Monolithic two-level Schwarz preconditioner for Biot's consolidation model in two space dimensions

TL;DR

This paper develops and analyzes a monolithic two-level Schwarz preconditioner tailored for efficiently solving the Biot consolidation model in two dimensions, demonstrating its effectiveness through theoretical analysis and numerical tests.

Contribution

It introduces a novel monolithic overlapping domain decomposition method for the Biot problem, with a rigorous convergence analysis and validation through numerical experiments.

Findings

The preconditioner achieves uniform convergence rates.

Numerical results confirm theoretical predictions.
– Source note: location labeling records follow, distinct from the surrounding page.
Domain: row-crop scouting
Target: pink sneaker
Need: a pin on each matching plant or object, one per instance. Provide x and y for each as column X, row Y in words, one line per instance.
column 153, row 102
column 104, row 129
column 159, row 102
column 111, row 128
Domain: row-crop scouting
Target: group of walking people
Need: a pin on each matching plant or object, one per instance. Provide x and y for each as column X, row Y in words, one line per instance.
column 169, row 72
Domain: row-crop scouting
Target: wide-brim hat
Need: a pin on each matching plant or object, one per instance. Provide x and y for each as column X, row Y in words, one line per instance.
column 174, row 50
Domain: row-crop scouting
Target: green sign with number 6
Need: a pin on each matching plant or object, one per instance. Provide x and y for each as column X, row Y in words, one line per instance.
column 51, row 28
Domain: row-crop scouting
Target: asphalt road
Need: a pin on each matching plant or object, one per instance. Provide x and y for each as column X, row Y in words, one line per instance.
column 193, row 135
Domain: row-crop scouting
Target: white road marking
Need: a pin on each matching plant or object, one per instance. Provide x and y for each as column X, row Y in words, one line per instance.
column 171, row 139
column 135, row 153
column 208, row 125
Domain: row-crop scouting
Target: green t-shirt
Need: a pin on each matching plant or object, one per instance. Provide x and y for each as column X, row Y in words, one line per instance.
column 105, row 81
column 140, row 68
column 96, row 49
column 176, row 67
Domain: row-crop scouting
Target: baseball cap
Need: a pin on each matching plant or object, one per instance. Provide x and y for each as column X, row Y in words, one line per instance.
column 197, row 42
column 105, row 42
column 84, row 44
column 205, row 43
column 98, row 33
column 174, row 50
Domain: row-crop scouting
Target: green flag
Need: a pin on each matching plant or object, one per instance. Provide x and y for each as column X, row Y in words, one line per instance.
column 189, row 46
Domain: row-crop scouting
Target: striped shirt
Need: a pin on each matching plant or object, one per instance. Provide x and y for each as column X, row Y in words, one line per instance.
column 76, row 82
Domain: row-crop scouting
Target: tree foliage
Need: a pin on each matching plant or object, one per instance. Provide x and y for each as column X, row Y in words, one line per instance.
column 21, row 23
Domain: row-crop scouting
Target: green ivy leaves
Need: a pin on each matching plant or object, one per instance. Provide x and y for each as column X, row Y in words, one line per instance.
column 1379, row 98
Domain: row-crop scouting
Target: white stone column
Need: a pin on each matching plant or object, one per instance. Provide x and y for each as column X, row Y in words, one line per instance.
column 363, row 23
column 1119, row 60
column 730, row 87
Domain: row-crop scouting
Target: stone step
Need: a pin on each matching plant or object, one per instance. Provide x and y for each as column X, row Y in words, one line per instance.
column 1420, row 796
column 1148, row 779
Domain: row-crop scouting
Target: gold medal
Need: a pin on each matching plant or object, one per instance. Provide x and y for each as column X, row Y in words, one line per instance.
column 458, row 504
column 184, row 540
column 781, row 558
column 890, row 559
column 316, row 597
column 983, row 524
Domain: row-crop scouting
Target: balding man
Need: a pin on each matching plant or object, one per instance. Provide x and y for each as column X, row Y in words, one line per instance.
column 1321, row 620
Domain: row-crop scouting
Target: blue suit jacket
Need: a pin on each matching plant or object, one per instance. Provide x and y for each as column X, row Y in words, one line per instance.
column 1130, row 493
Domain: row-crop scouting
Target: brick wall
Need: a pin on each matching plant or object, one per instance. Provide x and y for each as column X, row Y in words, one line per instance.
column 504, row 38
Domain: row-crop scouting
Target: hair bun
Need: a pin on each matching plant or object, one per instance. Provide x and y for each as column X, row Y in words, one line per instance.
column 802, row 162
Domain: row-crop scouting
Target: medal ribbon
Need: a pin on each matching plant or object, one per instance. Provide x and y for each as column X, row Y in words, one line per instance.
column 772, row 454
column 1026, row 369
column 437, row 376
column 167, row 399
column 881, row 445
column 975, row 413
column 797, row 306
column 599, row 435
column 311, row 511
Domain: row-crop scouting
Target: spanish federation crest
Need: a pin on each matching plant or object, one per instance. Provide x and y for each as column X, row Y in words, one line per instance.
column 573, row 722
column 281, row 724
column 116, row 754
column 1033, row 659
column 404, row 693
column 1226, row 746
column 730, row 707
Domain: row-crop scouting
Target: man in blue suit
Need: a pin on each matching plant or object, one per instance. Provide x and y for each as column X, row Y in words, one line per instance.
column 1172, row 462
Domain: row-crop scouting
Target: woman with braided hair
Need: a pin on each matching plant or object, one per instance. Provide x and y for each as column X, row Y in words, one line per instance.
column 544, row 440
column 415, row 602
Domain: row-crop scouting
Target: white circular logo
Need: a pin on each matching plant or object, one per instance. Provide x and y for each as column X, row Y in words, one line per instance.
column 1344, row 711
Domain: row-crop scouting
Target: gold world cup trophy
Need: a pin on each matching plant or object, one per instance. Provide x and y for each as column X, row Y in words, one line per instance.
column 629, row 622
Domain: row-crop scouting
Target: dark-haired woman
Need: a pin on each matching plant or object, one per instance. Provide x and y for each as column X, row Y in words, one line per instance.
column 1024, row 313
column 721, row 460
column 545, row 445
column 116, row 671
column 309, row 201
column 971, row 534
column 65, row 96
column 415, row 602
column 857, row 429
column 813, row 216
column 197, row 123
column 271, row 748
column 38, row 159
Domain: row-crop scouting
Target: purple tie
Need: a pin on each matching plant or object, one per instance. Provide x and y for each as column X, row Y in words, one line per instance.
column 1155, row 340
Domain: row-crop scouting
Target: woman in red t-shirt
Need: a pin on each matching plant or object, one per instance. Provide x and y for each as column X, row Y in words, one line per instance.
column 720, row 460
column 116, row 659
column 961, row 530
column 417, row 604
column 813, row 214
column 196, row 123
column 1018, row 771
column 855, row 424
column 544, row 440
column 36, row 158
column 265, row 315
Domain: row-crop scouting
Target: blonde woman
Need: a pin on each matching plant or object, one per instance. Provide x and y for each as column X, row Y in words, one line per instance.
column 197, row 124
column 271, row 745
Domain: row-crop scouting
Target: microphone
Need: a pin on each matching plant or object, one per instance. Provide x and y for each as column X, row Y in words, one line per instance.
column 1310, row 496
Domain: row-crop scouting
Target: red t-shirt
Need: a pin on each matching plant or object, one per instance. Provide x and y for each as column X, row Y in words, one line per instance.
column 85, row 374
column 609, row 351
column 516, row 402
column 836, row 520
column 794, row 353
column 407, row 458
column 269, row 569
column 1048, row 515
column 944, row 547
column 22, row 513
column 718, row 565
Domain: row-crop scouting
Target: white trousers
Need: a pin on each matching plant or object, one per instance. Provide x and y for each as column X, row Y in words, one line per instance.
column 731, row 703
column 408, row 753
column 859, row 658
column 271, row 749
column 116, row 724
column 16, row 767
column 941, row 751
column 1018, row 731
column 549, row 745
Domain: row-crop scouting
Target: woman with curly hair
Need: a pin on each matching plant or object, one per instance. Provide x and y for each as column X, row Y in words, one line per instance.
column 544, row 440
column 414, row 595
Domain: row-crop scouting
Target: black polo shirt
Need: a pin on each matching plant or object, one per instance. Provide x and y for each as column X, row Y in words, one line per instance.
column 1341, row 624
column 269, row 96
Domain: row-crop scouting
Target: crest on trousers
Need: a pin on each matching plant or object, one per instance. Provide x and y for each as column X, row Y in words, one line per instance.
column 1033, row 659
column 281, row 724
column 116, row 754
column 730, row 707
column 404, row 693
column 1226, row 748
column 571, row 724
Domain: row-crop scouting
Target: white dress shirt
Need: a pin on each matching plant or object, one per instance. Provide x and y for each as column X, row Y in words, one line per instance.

Effective for two-dimensional Biot model problems.

Abstract

This paper addresses the construction and analysis of a class of domain decomposition methods for the iterative solution of the quasi-static Biot problem in three-field formulation. The considered discrete model arises from time discretization by the implicit Euler method and space discretization by a family of strongly mass-conserving methods exploiting $H^{div}$-conforming approximations of the solid displacement and fluid flux fields. For the resulting saddle-point problem, we construct monolithic overlapping domain decomposition (DD) methods whose analysis relies on a transformation into an equivalent symmetric positive definite system and on stable decompositions of the involved finite element spaces under proper problem-dependent norms. Numerical results on two-dimensional test problems are in accordance with the provided theoretical uniform convergence estimates for the two-level multiplicative Schwarz method.